Poważne niedobory wody w europejskim mieście. Hotele ostrzegają turystów

podroze.wprost.pl 2 miesięcy temu
Zdjęcie: Miasteczko Agrigento Źródło: Shutterstock / Roberto Lo Savio


W turystycznym miasteczku na południu Włoch kończy się woda. Hotele ostrzegają turystów, którzy mogą spotkać się utrudnieniami.


Sytuacja w turystycznym miasteczku na południu Włoch robi się coraz bardziej poważna. Położona na Sycylii miejscowość Agrigento walczy z niedoborem wody. Bieżący dopływ na terenie miejscowości jest racjonowany i w wielu lokalizacjach zupełnie niedostępny w godzinach nocnych. Niektórzy hotelarze ostrzegają turystów przed przyjazdem. To kolejne miejsce w Europie, które w tym roku walczy z konsekwencjami suszy.


Niedobory wody w Agrigento


Światowe media informują o katastrofalnej sytuacji, jaka ma miejsce w Agrigento na południowym wybrzeżu Sycylii. Niespełna 60-tysięczne miasteczko to popularny kierunek dla turystów zainteresowanych nie tylko wypoczynkiem na plaży, ale przede wszystkim historią i kulturą. Największą atrakcją jest znajdujący się na wzgórzu park archeologiczno-krajobrazowy „Dolina Świątyń”, w którym znajdują się pozostałości po starożytnym mieście Akragas. Niestety, w tym roku turystyczny pobyt na terenie miejscowości i jej okolic może być znacznie utrudniony. Wszystko przez niedobory wody, z którymi mierzy się region.
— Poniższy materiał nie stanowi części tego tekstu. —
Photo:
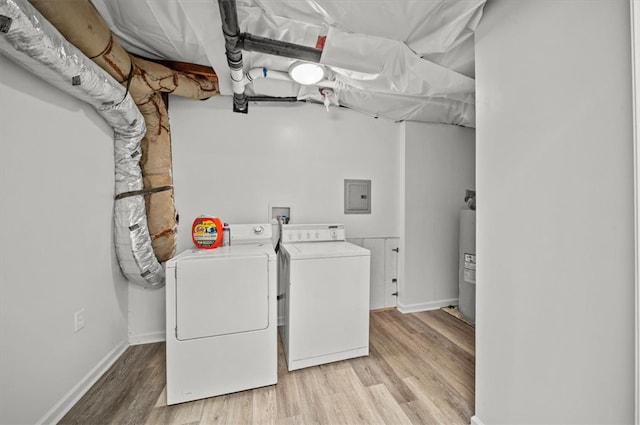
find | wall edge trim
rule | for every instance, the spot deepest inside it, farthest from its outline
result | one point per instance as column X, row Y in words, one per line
column 431, row 305
column 71, row 398
column 476, row 420
column 147, row 338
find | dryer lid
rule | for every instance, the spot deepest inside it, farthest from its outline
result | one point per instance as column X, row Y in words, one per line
column 308, row 250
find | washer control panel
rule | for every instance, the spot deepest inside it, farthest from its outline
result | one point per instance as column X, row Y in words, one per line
column 312, row 233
Hotelarze ostrzegają gości


Dostępne na terenie miasta akwedukty funkcjonują do dziś, jednak w ostatnich miesiącach mieszkańcy obserwują ich gwałtowne wysychanie. „Małe hotele i pensjonaty w mieście i na pobliskim wybrzeżu są zmuszone odmawiać turystom wstępu. Nie mają wystarczająco dużo wody, aby zagwarantować swoim gościom toaletę z możliwością spłukiwania lub prysznic po dniu spędzonym w letnim upale” – przekazano w artykule CNN. Racjonowanie wody może dotyczyć choćby miliona osób na całym obszarze wyspy, a zużycie wody jest ograniczane choćby o 45 procent. W wielu przypadkach dostęp do bieżącej wody jest całkowicie odłączany w godzinach nocnych. Nic dziwnego, iż zaniepokojeni turyści pytają właścicieli obiektów czy ich pobyt jest bezpieczny. „Hotele ostrzegają klientów o potencjalnych niedoborach i pomagają odwiedzającym dokonać ponownej rezerwacji w innych miejscach na wyspie, gdzie ograniczenia są mniej surowe lub nie obowiązują” – czytamy.